If you missed it, read the first post of this series


What do you do when you need to filter a long list of records for your users?

That was the question we set to answer in a previous post. We saw that, for simple queries, built-in filtering provided by your framework of choice (think Django) is just fine. Most of the time, though, you'll need something more powerful. This is where PostgreSQL's full text search facilities comes in handy.

We also saw that just using to_tsvector and to_tsquery functions goes a long way filtering your records. But what about documents that contain accented characters? What can we do to optimize performance? How do we integrate this with Django?

Hola, Mundo!

We have found that the need to search documents in multiple languages is fairly common. You can query your data using to_tsquery without passing a language configuration name but remember that, under the hood, the text search functions always use one.

The default language is english, but you have to use the right language stemmer according to your document language or you might not get any matches.

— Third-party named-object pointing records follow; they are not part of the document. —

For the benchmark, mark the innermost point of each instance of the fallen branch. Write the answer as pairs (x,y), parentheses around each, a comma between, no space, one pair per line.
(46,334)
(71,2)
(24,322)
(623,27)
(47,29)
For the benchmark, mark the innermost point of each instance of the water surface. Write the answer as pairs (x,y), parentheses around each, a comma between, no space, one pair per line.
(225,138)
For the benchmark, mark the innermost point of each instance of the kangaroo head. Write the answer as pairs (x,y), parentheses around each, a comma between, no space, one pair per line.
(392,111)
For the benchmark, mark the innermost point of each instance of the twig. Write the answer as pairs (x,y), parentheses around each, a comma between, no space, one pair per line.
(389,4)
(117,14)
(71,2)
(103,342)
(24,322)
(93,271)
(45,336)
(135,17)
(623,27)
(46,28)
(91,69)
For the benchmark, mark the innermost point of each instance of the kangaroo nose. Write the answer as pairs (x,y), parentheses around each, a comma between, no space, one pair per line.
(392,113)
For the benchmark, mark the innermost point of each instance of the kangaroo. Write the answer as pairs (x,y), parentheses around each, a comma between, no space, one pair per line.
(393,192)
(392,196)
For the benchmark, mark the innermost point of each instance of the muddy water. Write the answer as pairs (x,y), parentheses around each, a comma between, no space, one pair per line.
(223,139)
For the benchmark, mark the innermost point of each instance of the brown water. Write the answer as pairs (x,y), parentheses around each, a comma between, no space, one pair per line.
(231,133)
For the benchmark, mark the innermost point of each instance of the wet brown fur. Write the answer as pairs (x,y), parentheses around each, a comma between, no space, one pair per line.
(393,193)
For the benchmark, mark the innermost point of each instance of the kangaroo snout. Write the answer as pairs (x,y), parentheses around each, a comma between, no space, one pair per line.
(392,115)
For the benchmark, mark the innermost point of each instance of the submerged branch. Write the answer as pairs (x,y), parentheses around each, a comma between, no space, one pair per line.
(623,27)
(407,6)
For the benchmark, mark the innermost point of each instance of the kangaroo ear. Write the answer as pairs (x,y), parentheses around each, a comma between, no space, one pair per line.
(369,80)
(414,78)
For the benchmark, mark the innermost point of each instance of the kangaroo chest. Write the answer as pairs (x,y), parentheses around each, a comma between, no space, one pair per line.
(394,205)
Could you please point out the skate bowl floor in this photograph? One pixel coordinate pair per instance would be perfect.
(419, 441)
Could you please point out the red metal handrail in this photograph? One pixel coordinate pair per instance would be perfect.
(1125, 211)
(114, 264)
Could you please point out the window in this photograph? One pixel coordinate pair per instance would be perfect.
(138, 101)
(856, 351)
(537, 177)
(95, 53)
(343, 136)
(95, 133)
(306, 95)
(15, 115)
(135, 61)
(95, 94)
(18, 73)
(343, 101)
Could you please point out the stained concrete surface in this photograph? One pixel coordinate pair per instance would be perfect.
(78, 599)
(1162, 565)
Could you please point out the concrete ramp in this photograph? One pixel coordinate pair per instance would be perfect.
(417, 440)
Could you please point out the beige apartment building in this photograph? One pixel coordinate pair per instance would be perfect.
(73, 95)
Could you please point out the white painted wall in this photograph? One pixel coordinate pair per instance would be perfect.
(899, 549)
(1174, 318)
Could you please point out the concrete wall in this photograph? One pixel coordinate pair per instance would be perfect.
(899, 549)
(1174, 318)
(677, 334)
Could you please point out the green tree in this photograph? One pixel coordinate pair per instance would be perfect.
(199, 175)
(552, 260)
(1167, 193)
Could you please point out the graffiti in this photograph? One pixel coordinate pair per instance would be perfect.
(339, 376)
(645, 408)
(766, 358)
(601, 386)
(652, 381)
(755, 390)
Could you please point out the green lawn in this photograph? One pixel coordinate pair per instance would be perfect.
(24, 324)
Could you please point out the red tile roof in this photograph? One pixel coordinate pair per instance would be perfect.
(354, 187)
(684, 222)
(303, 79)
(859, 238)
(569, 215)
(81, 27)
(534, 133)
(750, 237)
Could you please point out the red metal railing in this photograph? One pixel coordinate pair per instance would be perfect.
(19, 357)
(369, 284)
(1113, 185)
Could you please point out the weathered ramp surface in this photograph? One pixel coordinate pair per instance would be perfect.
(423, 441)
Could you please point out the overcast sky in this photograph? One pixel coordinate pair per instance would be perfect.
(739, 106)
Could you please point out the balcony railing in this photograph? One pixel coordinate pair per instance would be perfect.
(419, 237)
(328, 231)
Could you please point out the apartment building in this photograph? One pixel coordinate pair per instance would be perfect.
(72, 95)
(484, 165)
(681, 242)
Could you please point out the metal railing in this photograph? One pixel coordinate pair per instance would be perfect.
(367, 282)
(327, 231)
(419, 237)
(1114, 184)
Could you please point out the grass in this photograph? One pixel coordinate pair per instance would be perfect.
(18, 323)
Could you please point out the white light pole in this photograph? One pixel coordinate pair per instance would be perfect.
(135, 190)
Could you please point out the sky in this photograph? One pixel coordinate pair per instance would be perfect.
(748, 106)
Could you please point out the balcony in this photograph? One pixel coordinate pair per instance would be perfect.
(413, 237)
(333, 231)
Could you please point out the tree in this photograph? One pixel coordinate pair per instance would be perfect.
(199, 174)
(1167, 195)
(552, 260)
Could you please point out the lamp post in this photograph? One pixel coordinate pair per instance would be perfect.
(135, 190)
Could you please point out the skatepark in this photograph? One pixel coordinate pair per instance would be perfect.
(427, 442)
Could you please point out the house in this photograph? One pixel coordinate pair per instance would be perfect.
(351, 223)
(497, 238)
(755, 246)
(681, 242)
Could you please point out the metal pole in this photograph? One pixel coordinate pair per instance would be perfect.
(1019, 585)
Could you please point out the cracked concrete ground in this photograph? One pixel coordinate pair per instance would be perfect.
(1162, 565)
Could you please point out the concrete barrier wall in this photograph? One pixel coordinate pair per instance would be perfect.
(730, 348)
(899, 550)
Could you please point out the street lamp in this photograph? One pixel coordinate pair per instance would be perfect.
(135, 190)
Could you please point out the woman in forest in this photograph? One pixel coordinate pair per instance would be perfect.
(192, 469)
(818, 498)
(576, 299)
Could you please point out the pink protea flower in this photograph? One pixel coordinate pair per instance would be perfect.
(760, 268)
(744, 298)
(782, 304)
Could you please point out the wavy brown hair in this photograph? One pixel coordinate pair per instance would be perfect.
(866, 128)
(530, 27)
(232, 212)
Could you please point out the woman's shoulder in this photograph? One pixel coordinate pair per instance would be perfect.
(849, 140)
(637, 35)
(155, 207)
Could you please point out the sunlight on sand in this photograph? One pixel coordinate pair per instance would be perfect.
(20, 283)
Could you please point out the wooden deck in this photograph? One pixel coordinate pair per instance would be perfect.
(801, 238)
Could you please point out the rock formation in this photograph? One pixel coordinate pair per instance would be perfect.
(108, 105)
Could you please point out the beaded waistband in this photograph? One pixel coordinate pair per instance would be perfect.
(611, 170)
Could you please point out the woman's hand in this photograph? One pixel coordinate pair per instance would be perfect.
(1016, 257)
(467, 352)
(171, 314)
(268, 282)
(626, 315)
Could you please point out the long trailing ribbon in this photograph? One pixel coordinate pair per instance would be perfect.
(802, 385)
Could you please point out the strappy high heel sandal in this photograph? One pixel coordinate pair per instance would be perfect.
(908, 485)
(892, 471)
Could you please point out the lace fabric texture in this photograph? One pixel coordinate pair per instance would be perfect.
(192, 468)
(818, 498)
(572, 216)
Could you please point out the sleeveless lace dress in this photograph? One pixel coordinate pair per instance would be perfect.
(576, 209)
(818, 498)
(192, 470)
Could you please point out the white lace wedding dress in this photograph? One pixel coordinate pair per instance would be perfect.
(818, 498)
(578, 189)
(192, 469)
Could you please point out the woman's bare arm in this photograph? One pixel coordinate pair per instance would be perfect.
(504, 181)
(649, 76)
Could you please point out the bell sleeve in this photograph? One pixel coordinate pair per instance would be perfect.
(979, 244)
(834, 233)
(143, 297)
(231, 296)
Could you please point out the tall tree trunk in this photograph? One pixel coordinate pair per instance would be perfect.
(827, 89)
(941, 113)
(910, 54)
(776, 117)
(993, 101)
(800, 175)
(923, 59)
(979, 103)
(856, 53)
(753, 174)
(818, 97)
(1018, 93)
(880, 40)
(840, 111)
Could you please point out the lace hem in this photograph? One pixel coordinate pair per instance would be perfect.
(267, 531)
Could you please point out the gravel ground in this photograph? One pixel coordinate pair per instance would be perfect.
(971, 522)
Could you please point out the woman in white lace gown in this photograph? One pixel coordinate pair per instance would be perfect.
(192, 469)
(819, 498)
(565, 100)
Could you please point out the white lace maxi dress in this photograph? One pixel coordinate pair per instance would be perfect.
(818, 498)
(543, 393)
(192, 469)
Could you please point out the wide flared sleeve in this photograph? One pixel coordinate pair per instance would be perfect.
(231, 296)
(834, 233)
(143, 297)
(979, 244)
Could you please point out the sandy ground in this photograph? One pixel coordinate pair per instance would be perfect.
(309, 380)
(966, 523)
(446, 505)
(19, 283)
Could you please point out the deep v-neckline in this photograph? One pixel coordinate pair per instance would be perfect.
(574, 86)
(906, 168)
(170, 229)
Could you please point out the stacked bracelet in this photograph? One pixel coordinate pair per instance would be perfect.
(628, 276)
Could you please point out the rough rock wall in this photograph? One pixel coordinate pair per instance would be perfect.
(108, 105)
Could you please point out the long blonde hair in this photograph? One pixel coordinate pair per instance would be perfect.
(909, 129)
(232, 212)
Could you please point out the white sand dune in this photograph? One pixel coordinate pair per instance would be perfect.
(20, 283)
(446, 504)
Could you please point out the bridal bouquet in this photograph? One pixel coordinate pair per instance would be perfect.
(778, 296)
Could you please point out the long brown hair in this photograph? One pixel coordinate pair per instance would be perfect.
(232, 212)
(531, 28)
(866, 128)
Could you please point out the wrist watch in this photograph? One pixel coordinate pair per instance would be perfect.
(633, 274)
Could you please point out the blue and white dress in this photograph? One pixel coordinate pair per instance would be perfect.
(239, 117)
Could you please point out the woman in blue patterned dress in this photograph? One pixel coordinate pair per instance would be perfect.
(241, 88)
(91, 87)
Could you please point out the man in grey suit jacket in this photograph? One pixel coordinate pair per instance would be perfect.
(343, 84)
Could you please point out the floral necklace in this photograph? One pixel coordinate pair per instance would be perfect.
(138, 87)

If, for example, we search for física in spanish documents that have this word and its variations we would only see exact matches for this query:

=> SELECT text FROM terms WHERE to_tsvector(text) @@ to_tsquery('física');
                                  text                                   
-------------------------------------------------------------------------
 física (aparatos e instrumentos de —)
 física (educación —)
 física (investigación en —)
 rehabilitación física (aparatos de —) para uso médico
 educación física
 conversión de datos y programas informáticos, excepto conversión física
 investigación en física
 terapia física
(8 rows)

And worse, if we search just for fisica, unaccented:

=> SELECT text FROM terms WHERE to_tsvector(text) @@ to_tsquery('fisica');
 text 
------
(0 rows)

To get results that contain a variation of física (físicas, físico, físicamente, etc…) we have to use the right stemmer. Remember that if our stemmer doesn't have a word in its dictionary it won't stem it:

=> SELECT ts_lexize('english_stem', 'programming');
 ts_lexize 
-----------
 {program}
(1 row)

=> SELECT ts_lexize('spanish_stem', 'programming');
   ts_lexize   
---------------
 {programming}
(1 row)

But if we use the right language, it will:

=> SELECT text FROM terms WHERE to_tsvector('spanish', text) @@ to_tsquery('spanish', 'física');
                                      text                                      
--------------------------------------------------------------------------------
 física (aparatos e instrumentos de —)
 ejercicios físicos (aparatos para —)
 entrenamiento físico (aparatos de —)
 físicos (aparatos para ejercicios —)
 física (educación —)
 preparador físico personal [mantenimiento físico] (servicios de —)
 física (investigación en —)
 ejercicio físico (aparatos de —) para uso médico
 rehabilitación física (aparatos de —) para uso médico
 aparatos para ejercicios físicos
 almacenamiento de soportes físicos de datos o documentos electrónicos
 clases de mantenimiento físico
 clubes deportivos [entrenamiento y mantenimiento físico]
 educación física
 conversión de datos o documentos de un soporte físico a un soporte electrónico
 conversión de datos y programas informáticos, excepto conversión física
 investigación en física
 terapia física
(18 rows)

Working with multiple languages

Of course, we don't want to fill in the language manually every time. A straightforward solution would be to store the record's language in its own column. to_tsvector and friends accept a string to set the language but also a column name. So we could write:

=> SELECT text FROM term WHERE to_tsvector(language, text) @@ to_tsquery(language, 'entrena');
                           text                           
----------------------------------------------------------
 entrenamiento físico (aparatos de —)
 clubes deportivos [entrenamiento y mantenimiento físico]
(2 rows)

The only catch here is that the column must be a regconfig. If you are using South or Django migrations to manage your database schema remember to change the type of your language column:

=> ALTER TABLE terms ALTER COLUMN language TYPE regconfig USING language::regconfig;

This way we can query records in their own language.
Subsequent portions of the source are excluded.